Variantendokumentation
Was ist Variantendokumentation?
Variantendokumentation bezeichnet die strukturierte, systematische Erfassung und Bereitstellung von technischen, kaufmännischen und funktionalen Informationen zu konfigurierten Produktvarianten. Sie ist essenzieller Bestandteil in produktkonfigurierenden Systemen und bildet eine Brücke zwischen Produktmodellierung, Konfigurationslogik und der Übergabe an nachgelagerte Systeme wie ERP, PDM oder CAD.

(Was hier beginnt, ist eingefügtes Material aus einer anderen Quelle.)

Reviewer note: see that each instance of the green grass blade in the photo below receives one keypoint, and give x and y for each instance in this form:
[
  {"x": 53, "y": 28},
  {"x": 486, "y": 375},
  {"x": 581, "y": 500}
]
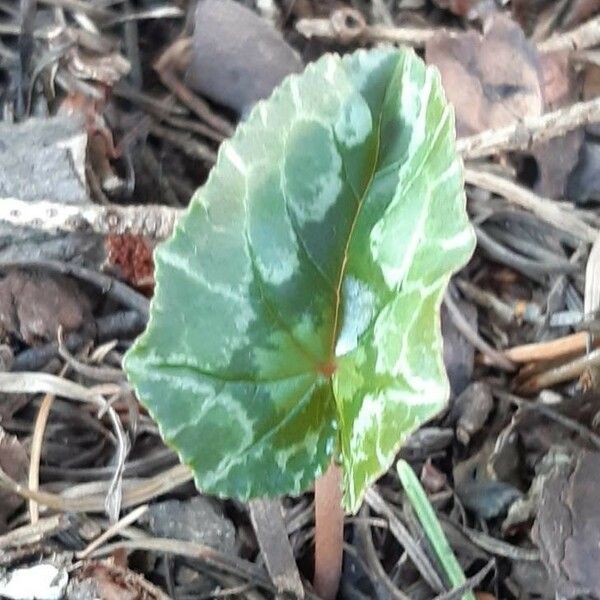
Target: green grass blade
[{"x": 431, "y": 526}]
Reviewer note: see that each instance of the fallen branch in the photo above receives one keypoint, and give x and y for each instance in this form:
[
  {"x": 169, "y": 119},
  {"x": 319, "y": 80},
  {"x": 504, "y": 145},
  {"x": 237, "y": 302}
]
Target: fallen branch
[
  {"x": 153, "y": 221},
  {"x": 348, "y": 26},
  {"x": 524, "y": 134},
  {"x": 545, "y": 209},
  {"x": 157, "y": 221}
]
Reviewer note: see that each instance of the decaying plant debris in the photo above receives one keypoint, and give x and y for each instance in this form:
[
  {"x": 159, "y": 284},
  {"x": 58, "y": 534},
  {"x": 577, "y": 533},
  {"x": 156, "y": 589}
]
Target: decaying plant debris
[{"x": 88, "y": 489}]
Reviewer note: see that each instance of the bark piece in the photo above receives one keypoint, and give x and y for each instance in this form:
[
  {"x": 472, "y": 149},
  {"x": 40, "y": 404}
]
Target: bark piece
[
  {"x": 195, "y": 520},
  {"x": 43, "y": 159},
  {"x": 34, "y": 305},
  {"x": 269, "y": 526},
  {"x": 567, "y": 528},
  {"x": 238, "y": 57}
]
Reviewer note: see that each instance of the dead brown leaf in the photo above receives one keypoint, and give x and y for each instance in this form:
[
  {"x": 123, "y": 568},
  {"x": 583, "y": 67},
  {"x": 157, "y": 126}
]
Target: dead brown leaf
[
  {"x": 14, "y": 462},
  {"x": 493, "y": 80},
  {"x": 567, "y": 528},
  {"x": 557, "y": 157},
  {"x": 34, "y": 305}
]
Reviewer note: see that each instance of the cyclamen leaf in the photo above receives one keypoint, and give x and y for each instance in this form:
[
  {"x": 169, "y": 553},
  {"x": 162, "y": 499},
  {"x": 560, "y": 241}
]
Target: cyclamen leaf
[{"x": 296, "y": 312}]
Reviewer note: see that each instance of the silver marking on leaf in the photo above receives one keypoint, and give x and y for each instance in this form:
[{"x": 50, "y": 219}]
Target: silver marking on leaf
[{"x": 357, "y": 312}]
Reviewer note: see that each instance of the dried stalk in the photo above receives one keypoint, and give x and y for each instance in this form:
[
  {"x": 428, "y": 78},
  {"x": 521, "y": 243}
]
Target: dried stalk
[
  {"x": 545, "y": 209},
  {"x": 153, "y": 221},
  {"x": 524, "y": 134},
  {"x": 347, "y": 26}
]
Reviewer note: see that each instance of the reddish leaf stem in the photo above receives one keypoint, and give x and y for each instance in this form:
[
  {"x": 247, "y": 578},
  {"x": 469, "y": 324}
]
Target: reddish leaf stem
[{"x": 329, "y": 532}]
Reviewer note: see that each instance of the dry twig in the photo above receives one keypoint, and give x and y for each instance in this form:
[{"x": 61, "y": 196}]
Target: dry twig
[
  {"x": 347, "y": 26},
  {"x": 524, "y": 134},
  {"x": 545, "y": 209}
]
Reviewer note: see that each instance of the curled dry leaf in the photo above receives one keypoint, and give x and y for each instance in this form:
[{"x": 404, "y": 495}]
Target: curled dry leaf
[
  {"x": 33, "y": 305},
  {"x": 492, "y": 80},
  {"x": 557, "y": 157},
  {"x": 567, "y": 528},
  {"x": 14, "y": 462}
]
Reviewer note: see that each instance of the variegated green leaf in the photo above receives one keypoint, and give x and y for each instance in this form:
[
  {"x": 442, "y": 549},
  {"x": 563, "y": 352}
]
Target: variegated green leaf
[{"x": 296, "y": 313}]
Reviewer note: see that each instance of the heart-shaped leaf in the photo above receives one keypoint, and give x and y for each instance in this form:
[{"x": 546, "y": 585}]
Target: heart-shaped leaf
[{"x": 296, "y": 312}]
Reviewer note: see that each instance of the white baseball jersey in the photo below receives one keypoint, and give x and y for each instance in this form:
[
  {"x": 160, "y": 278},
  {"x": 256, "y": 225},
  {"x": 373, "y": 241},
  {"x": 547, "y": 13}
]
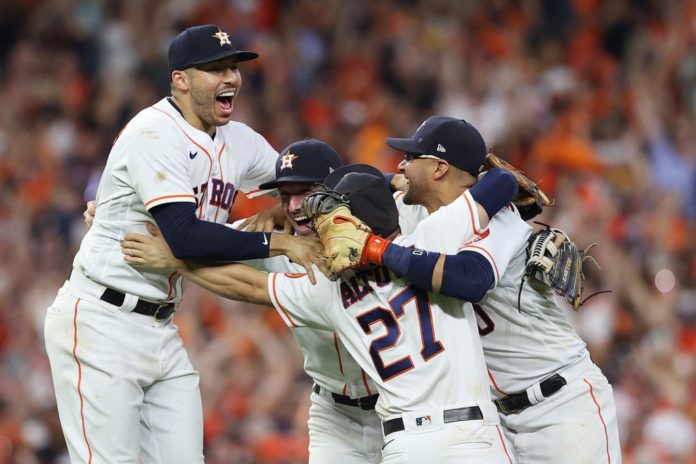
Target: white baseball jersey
[
  {"x": 325, "y": 358},
  {"x": 521, "y": 346},
  {"x": 159, "y": 158},
  {"x": 407, "y": 340}
]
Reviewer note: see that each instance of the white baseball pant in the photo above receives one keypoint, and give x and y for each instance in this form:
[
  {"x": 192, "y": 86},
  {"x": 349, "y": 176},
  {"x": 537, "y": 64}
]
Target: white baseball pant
[
  {"x": 125, "y": 387},
  {"x": 576, "y": 425},
  {"x": 469, "y": 441},
  {"x": 342, "y": 434}
]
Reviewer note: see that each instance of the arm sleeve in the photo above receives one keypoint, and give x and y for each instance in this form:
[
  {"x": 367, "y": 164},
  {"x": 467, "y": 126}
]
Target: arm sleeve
[
  {"x": 191, "y": 238},
  {"x": 467, "y": 275},
  {"x": 495, "y": 190}
]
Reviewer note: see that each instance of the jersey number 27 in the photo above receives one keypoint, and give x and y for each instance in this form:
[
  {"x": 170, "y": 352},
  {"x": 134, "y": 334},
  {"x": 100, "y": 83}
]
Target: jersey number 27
[{"x": 390, "y": 318}]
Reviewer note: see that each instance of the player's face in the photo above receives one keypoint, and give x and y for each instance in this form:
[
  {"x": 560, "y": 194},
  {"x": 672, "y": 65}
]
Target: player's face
[
  {"x": 214, "y": 87},
  {"x": 416, "y": 174},
  {"x": 291, "y": 196}
]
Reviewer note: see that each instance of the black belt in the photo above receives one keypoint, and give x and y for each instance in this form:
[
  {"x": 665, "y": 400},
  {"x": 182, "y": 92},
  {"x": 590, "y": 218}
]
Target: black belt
[
  {"x": 159, "y": 311},
  {"x": 449, "y": 415},
  {"x": 517, "y": 402},
  {"x": 366, "y": 402}
]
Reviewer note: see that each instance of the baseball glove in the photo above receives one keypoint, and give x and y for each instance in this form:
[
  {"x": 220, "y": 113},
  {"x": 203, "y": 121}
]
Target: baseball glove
[
  {"x": 343, "y": 235},
  {"x": 556, "y": 261},
  {"x": 530, "y": 199}
]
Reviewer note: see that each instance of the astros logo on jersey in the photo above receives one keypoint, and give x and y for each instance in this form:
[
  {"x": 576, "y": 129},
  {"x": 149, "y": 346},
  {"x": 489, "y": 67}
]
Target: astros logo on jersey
[
  {"x": 286, "y": 161},
  {"x": 223, "y": 37}
]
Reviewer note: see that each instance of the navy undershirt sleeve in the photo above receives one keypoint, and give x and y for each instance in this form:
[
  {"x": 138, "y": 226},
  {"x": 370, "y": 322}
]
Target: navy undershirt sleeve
[
  {"x": 467, "y": 275},
  {"x": 495, "y": 190},
  {"x": 192, "y": 238}
]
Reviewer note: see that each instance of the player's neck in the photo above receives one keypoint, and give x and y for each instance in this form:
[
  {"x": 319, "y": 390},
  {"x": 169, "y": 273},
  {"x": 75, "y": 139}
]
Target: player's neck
[{"x": 186, "y": 110}]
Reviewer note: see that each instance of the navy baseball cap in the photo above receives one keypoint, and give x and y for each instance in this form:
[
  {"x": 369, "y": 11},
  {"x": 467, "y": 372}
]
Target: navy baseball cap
[
  {"x": 371, "y": 201},
  {"x": 203, "y": 44},
  {"x": 305, "y": 161},
  {"x": 453, "y": 140},
  {"x": 336, "y": 176}
]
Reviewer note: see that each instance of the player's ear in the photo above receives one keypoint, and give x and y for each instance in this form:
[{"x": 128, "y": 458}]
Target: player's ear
[
  {"x": 442, "y": 168},
  {"x": 180, "y": 80}
]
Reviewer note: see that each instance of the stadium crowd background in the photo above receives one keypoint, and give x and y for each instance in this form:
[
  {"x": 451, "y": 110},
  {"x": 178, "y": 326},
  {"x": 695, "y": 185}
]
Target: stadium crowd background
[{"x": 595, "y": 98}]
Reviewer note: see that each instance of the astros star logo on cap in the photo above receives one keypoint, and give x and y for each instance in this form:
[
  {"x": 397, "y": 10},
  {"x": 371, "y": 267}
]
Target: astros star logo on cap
[
  {"x": 223, "y": 37},
  {"x": 286, "y": 161}
]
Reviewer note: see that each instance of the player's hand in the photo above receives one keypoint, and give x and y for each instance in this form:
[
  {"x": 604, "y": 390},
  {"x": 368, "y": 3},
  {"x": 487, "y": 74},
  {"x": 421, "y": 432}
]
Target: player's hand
[
  {"x": 304, "y": 251},
  {"x": 267, "y": 221},
  {"x": 90, "y": 212},
  {"x": 151, "y": 251}
]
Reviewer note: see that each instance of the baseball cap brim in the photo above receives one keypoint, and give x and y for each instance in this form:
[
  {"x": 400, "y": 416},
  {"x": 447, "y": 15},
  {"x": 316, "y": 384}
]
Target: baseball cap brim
[
  {"x": 405, "y": 145},
  {"x": 338, "y": 174},
  {"x": 288, "y": 179},
  {"x": 239, "y": 55}
]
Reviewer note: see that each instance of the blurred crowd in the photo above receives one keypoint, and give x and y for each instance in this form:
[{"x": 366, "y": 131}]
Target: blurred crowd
[{"x": 596, "y": 99}]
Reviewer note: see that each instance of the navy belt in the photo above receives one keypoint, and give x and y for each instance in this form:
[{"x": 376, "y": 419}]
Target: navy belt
[
  {"x": 449, "y": 415},
  {"x": 518, "y": 402},
  {"x": 160, "y": 312},
  {"x": 366, "y": 402}
]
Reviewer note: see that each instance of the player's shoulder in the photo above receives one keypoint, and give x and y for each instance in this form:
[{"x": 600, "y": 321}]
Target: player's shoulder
[
  {"x": 159, "y": 119},
  {"x": 508, "y": 218}
]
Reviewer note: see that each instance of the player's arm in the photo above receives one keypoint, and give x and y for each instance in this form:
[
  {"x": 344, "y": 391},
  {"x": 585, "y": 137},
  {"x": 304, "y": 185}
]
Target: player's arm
[
  {"x": 467, "y": 275},
  {"x": 192, "y": 238},
  {"x": 234, "y": 281},
  {"x": 492, "y": 192},
  {"x": 157, "y": 170}
]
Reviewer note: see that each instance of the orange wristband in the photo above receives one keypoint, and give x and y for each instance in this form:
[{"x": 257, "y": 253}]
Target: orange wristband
[{"x": 374, "y": 249}]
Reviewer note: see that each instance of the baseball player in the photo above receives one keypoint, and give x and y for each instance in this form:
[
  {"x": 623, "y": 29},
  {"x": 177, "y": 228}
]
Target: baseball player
[
  {"x": 343, "y": 426},
  {"x": 422, "y": 350},
  {"x": 555, "y": 403},
  {"x": 126, "y": 390}
]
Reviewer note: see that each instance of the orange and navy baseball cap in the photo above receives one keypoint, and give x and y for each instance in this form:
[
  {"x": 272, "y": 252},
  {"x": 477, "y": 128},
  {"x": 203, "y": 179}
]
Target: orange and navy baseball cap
[
  {"x": 451, "y": 139},
  {"x": 203, "y": 44},
  {"x": 308, "y": 160},
  {"x": 370, "y": 199}
]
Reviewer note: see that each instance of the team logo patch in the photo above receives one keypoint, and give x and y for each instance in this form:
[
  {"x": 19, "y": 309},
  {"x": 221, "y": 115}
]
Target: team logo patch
[
  {"x": 223, "y": 37},
  {"x": 286, "y": 161}
]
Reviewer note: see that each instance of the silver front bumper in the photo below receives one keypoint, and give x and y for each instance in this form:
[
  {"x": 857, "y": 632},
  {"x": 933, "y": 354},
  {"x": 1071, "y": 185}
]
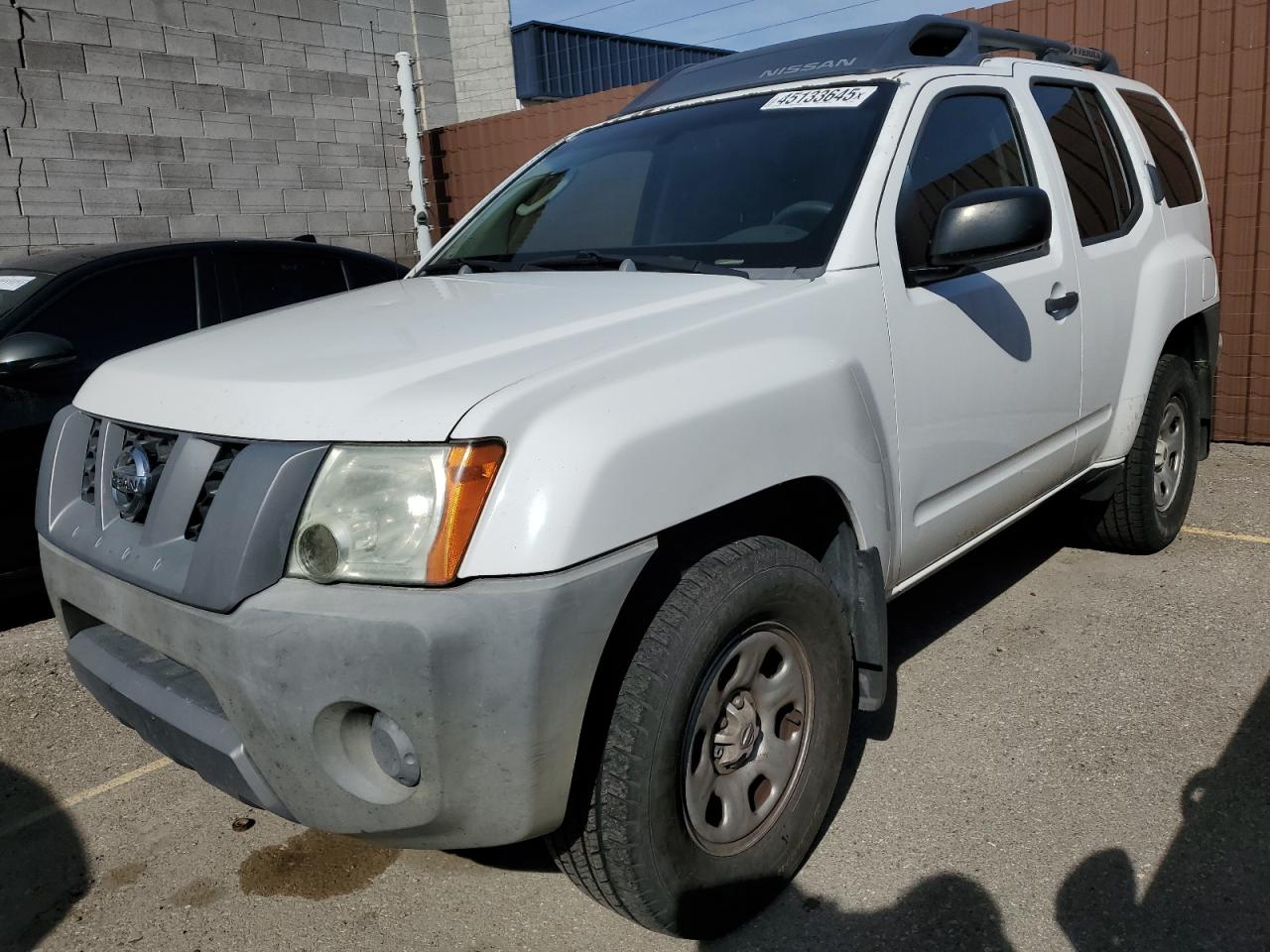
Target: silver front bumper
[{"x": 489, "y": 680}]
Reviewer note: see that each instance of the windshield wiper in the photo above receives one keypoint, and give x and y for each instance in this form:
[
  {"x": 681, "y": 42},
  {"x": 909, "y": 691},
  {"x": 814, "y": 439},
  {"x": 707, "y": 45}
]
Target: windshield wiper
[
  {"x": 452, "y": 266},
  {"x": 648, "y": 263}
]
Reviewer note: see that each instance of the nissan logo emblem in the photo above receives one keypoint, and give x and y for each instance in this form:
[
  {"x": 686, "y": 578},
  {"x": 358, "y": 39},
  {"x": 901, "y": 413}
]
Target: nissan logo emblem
[{"x": 131, "y": 481}]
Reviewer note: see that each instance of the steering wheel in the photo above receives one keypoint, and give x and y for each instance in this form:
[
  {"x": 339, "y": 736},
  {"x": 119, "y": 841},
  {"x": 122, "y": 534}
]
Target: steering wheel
[{"x": 803, "y": 214}]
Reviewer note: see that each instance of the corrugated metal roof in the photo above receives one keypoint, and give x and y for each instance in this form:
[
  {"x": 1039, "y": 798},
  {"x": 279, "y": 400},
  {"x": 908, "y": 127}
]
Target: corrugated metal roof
[{"x": 561, "y": 62}]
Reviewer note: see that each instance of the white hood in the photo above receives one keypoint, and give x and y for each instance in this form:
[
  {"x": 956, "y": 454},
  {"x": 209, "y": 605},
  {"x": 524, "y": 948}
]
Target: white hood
[{"x": 399, "y": 362}]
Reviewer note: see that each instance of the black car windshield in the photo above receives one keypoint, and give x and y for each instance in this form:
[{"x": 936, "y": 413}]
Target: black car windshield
[
  {"x": 756, "y": 185},
  {"x": 17, "y": 286}
]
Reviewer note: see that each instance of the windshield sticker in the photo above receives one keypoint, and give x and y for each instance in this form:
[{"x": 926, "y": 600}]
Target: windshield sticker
[{"x": 838, "y": 96}]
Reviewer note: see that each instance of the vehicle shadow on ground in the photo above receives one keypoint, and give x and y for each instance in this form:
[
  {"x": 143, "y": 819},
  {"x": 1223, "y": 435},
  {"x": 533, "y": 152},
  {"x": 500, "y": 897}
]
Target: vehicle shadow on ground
[
  {"x": 44, "y": 870},
  {"x": 1211, "y": 889},
  {"x": 1209, "y": 893}
]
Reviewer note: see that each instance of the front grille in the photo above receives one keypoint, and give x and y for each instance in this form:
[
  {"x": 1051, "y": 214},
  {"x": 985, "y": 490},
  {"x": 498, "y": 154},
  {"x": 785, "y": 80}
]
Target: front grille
[
  {"x": 225, "y": 456},
  {"x": 216, "y": 531},
  {"x": 87, "y": 484},
  {"x": 158, "y": 448}
]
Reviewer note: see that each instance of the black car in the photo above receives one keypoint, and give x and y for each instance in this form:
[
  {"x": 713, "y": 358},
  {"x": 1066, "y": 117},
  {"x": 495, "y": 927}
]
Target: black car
[{"x": 64, "y": 312}]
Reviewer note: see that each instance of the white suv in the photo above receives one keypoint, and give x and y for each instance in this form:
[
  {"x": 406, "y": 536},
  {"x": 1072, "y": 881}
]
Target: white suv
[{"x": 585, "y": 530}]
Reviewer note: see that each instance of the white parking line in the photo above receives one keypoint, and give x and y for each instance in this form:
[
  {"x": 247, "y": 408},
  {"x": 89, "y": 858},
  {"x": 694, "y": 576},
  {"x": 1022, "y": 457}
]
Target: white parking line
[
  {"x": 1232, "y": 536},
  {"x": 75, "y": 800}
]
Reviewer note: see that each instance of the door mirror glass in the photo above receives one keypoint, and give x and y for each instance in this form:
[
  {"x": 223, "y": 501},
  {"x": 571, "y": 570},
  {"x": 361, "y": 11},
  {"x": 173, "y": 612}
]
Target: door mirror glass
[
  {"x": 30, "y": 352},
  {"x": 988, "y": 225}
]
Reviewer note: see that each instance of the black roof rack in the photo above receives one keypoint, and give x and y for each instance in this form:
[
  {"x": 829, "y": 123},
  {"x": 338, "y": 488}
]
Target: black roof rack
[{"x": 921, "y": 41}]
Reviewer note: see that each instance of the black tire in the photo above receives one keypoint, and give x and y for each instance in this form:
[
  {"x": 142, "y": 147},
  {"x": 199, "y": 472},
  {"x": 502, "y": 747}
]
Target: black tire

Ziel ist es, jede mögliche Produktkonfiguration nicht nur korrekt zu erzeugen, sondern sie auch vollständig dokumentieren zu können – inklusive aller Attribute, Abhängigkeiten, Preise, technischen Zeichnungen, Stücklisten (BoM) und Gültigkeiten.
Typische Inhalte der Variantendokumentation
- Attributwerte und Benutzerentscheidungen
- Aktivierte Features und abgeleitete Optionen
- Gültige Constraints und angewendete Regeln
- Generierte Stückliste (BoM)
- Preisinformationen (Basispreis, Optionen, Rabatte)
- CAD- oder technische Visualisierungen
- Gültigkeitszeitraum und Revisionsstatus
- API-basierte Referenzen zur Persistenz (z. B. Konfigurations-ID)
- Verknüpfungen zu Konfigurations-API, Regel-Editor oder Produktdatenmanagement (PDM)
Use Cases in der Praxis
Ein Anbieter von modularen Verpackungsmaschinen nutzt Variantendokumentation zur automatisierten Angebotsgenerierung. Nach Abschluss der Konfiguration werden aus dem System heraus Angebotsdokumente, technische Datenblätter und CAD-Zeichnungen erzeugt – konsistent, aktuell und fehlerfrei. Für den Vertriebsprozess wird zusätzlich ein PDF mit Preis, Lieferzeit und Konfigurationsübersicht erstellt.
In der Fertigung ermöglicht die hinterlegte Dokumentation die automatische Erstellung von Fertigungsaufträgen – verknüpft mit Stücklisten-Generierung, CAD-Integration und ERP-Systemen.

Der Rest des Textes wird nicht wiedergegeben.